As it happens, the current debacle in dot.com start-ups may provide the blessing of a respite for some sober second thoughts. Clearly the driving force in cybermarket course production has been the exciting vision of profits for all. But now the market has called a time-out for remedial review of some basic lessons about the role of "comparative value" in sustaining consumer demand.
And in this season of "chastened reflection," academic leaders also need to spend some time helping our publics engage issues of comparative educational value. Treating courses as "information delivery" is exactly the wrong message to send this generation of learners about what to seek in an education of lasting worth.
AAC&U's Greater Expectations initiative is moving forward with recommendations about educational goals and practices that can provide all students, online and not, with powerful learning for the twenty-first century. In advance of that report, however, I offer my own observations on principles for any high-standards educational program, online or not.
- It takes a faculty: To help students achieve at high levels, faculty need to function as a mentoring community, using their knowledge to fashion a purposeful curriculum, with clear goals, strong connections between the goals and actual departmental practices, and a discernible progression from novice to intermediate to genuinely accomplished student work. Absent this kind of intentional community, too many students simply flounder. This premise is even more important for distance learning than for on-campus learning where the environment itself helps convey expectations and standards.
- Meeting matters: Good teaching is audience-specific. Effective courses meet students "where they are" and help them move toward where they need to go. They engage the person, not just the subject matter. Effective teachers take soundings from their students, and adjust both content and process to respond to these signals. This is the fundamental reason why students both prefer and do better in smaller classes. We've known for a long time that mass-participation courses just don't work as well, whether as on-site lectures, or pre-packaged courses.
- Knowledge cannot be deposited from one mind to another: the student's own activity and accomplishments are the crucial variables. What a student reads or hears is much less important to learning than what a student actually does. The heart of the educational project is the work the student does to generate, frame, and assess knowledge. Assignments, investigations, papers, projects, presentations: these are the elements of learning that lasts. Here too, faculty knowledge of their students is essential, both to shape the initial assignments and to give feedback that helps students move to a higher level.

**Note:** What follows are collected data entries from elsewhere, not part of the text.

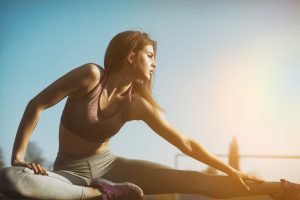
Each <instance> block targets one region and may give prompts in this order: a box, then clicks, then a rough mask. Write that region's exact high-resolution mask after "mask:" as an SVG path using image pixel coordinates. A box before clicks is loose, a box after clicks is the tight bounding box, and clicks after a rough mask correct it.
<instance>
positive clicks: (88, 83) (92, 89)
mask: <svg viewBox="0 0 300 200" xmlns="http://www.w3.org/2000/svg"><path fill="white" fill-rule="evenodd" d="M75 71H77V73H78V74H80V75H79V76H81V77H82V78H79V79H78V80H79V81H80V82H81V85H82V87H81V89H79V90H77V91H76V92H74V93H73V94H72V95H70V96H69V99H70V100H75V99H79V98H82V97H84V96H86V95H87V94H88V93H90V92H91V91H92V90H93V89H94V88H95V87H96V86H97V85H98V83H99V82H100V81H101V77H102V76H103V74H104V69H103V68H102V67H101V66H100V65H98V64H96V63H86V64H83V65H81V66H80V67H77V68H76V69H75Z"/></svg>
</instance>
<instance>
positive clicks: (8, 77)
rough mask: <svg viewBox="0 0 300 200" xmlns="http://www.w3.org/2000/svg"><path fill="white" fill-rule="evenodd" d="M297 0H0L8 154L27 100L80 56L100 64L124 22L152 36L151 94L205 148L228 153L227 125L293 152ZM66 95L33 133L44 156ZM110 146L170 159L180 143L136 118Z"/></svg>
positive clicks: (50, 142) (2, 108)
mask: <svg viewBox="0 0 300 200" xmlns="http://www.w3.org/2000/svg"><path fill="white" fill-rule="evenodd" d="M299 2H300V1H296V0H294V1H293V0H290V1H258V0H257V1H255V0H254V1H250V0H249V1H239V0H236V1H196V0H195V1H191V0H190V1H173V0H172V1H171V0H164V1H158V0H156V1H126V2H125V1H93V0H87V1H83V0H82V1H78V0H77V1H76V0H72V1H71V0H64V1H38V0H36V1H33V0H26V1H22V0H18V1H17V0H1V1H0V94H1V98H0V123H1V124H0V147H1V148H2V149H3V154H4V157H5V164H6V165H9V163H10V157H11V149H12V145H13V141H14V137H15V133H16V130H17V127H18V124H19V122H20V119H21V117H22V114H23V111H24V109H25V107H26V105H27V103H28V101H29V100H30V99H31V98H32V97H34V96H35V95H36V94H37V93H39V92H40V91H41V90H42V89H44V88H45V87H46V86H47V85H49V84H50V83H52V82H53V81H54V80H56V79H57V78H59V77H60V76H62V75H63V74H65V73H67V72H68V71H70V70H71V69H73V68H75V67H77V66H80V65H82V64H84V63H87V62H95V63H98V64H100V65H103V57H104V52H105V49H106V47H107V45H108V43H109V41H110V40H111V38H112V37H113V36H114V35H115V34H117V33H119V32H121V31H125V30H128V29H137V30H141V31H145V32H147V33H149V34H150V36H151V37H152V38H153V39H155V40H157V41H158V55H157V62H158V67H157V73H156V79H155V86H154V94H155V98H156V99H157V101H158V102H159V103H160V104H161V106H162V107H163V108H165V110H166V117H167V118H168V119H169V121H170V122H171V123H172V124H173V125H174V126H175V127H176V128H177V129H178V130H180V131H182V132H183V133H184V134H186V135H188V136H191V137H193V138H195V139H197V140H198V141H199V142H200V143H201V144H202V145H203V146H204V147H206V148H207V149H208V150H210V151H211V152H213V153H222V154H225V153H227V152H228V146H229V143H230V141H231V139H232V137H233V136H236V137H237V140H238V143H239V146H240V152H241V153H247V154H270V155H299V154H300V123H299V122H300V121H299V120H300V59H299V58H300V3H299ZM64 103H65V100H63V101H62V102H60V103H59V104H57V105H56V106H54V107H52V108H50V109H47V110H45V111H44V112H43V114H42V116H41V118H40V120H39V123H38V125H37V127H36V129H35V131H34V133H33V135H32V138H31V140H32V141H34V142H36V143H37V144H38V146H39V147H40V148H41V150H42V153H43V155H44V156H45V157H46V158H47V159H49V160H50V161H53V160H54V159H55V156H56V153H57V149H58V125H59V120H60V115H61V112H62V109H63V106H64ZM111 148H112V149H113V151H114V152H115V153H116V154H118V155H121V156H125V157H130V158H138V159H146V160H150V161H155V162H160V163H163V164H166V165H169V166H174V155H175V153H178V152H179V151H178V150H177V149H176V148H174V147H172V146H171V145H169V144H168V143H167V142H165V141H164V140H162V139H161V138H160V137H159V136H157V135H156V134H155V133H154V132H153V131H151V130H150V129H149V128H148V127H147V126H146V125H145V124H144V123H142V122H131V123H128V124H127V125H126V126H124V128H123V129H122V130H121V132H120V133H119V134H118V135H117V136H115V137H114V139H113V140H112V143H111ZM224 161H226V160H224ZM180 162H181V163H180V166H183V168H196V169H199V168H201V166H198V165H196V164H195V162H191V163H190V161H186V160H184V159H182V160H181V161H180ZM189 163H190V164H189ZM241 167H242V170H243V171H246V172H251V173H255V174H257V175H259V176H261V177H263V178H267V179H270V180H277V179H278V178H280V177H287V178H289V179H291V180H294V181H300V170H299V169H300V160H287V161H285V160H260V159H242V163H241Z"/></svg>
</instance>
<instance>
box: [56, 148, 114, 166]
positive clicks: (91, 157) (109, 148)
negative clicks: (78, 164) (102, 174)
mask: <svg viewBox="0 0 300 200" xmlns="http://www.w3.org/2000/svg"><path fill="white" fill-rule="evenodd" d="M115 157H117V156H116V155H114V154H113V153H112V151H111V149H110V148H107V149H105V150H104V151H103V152H101V153H100V154H96V155H88V156H79V155H72V154H68V153H64V152H58V153H57V156H56V159H55V163H57V162H76V163H78V162H85V161H94V160H106V159H112V158H115Z"/></svg>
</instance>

- Technology should raise the level and sophistication of students' hands-on accomplishment. The real opportunity offered by new technologies is the expansion of opportunity for inquiry-based learning: forms of study that involve students in significant questions, world-wide data sources, collaborative partnerships, and new ways to examine the interplay between assumptions and results.
We've only begun to tap the surface of technology's potential to involve students more extensively and more productively in powerful forms of inquiry-based learning. But this, surely, is where technology's transformative potential resides. To make the most of that potential, educators -- especially those in a position to influence standards for accreditation -- need to insist that virtual programs deploy strategies to involve students in intellectually demanding and progressively more advanced accomplishments.
The Cafeteria Curriculum is and always was weak pedagogy. We don't need new ways to proliferate it.